Barcellini Wilma, Capalbo Silvana, Agostinelli Rosa Maria, Mauro Francesca Romana, Ambrosetti Achille, Calori Rossella, Cortelezzi Agostino, Laurenti Luca, Pogliani Enrico Maria, Pedotti Paola, Liso Vincenzo, Girelli Gabriella, Mandelli Franco, Zanella Alberto
Department of Haematology, Padiglione Granelli, Fondazione IRCCS Ospedale Maggiore Policlinico, Mangiagalli e Regina Elena, Via F. Sforza 35 20122 Milan, Italy.
Haematologica. 2006 Dec;91(12):1689-92.
The aim of this multicenter GIMEMA study was to correlate autoimmune complications (AIC) in B-cell chronic lymphocytic leukemia (B-CLL) with stage and therapy. Autoimmune hemolytic anemia (129/194 cases) and autoimmune thrombocytopenia (35/194 cases) were typically present in advanced and multi-treated disease. Age over the median, stage C and first and second line therapy were identified as independent risk factors by multivariate analysis. In contrast, non-hematologic AIC (30/194 cases) and the presence of serological markers of autoimmunity were mostly observed in early B-CLL, suggesting different pathogenic mechanisms underlying hematologic and non-hematologic autoimmune phenomena in B-CLL.

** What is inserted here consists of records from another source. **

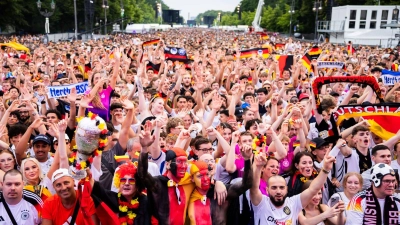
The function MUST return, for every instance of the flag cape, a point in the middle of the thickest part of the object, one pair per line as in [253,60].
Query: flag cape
[264,52]
[285,62]
[383,118]
[390,77]
[370,81]
[175,54]
[279,45]
[16,46]
[152,42]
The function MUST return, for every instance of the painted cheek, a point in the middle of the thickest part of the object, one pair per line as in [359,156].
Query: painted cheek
[205,182]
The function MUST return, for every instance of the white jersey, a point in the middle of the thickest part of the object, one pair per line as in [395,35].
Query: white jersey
[266,213]
[24,213]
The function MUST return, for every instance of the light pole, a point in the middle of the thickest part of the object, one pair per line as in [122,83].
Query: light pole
[46,14]
[105,7]
[159,11]
[122,15]
[291,11]
[316,8]
[76,22]
[239,12]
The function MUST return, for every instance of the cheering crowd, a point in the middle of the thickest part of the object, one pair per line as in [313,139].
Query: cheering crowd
[201,127]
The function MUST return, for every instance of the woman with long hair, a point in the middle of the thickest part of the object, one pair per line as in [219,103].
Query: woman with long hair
[130,203]
[316,213]
[301,170]
[352,184]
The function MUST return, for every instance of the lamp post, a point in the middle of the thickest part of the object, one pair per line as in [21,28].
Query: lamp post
[46,14]
[316,8]
[159,11]
[105,7]
[291,11]
[239,12]
[122,15]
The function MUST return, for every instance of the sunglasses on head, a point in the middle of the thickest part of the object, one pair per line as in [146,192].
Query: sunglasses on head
[124,180]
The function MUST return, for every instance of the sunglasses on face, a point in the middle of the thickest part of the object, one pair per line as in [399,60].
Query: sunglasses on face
[130,181]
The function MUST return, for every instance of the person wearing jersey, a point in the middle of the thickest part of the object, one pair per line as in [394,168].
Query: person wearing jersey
[18,206]
[376,205]
[278,209]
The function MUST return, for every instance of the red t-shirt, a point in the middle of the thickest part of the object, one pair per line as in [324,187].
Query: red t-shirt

这项多中心GIMEMA研究的目的是将B细胞慢性淋巴细胞白血病(B-CLL)中的自身免疫并发症(AIC)与疾病分期和治疗相关联。自身免疫性溶血性贫血(129/194例)和自身免疫性血小板减少症(35/194例)通常出现在晚期和接受过多种治疗的疾病中。多变量分析确定年龄超过中位数、C期以及一线和二线治疗为独立危险因素。相比之下,非血液学AIC(30/194例)和自身免疫血清学标志物的存在大多在早期B-CLL中观察到,这表明B-CLL中血液学和非血液学自身免疫现象存在不同的致病机制。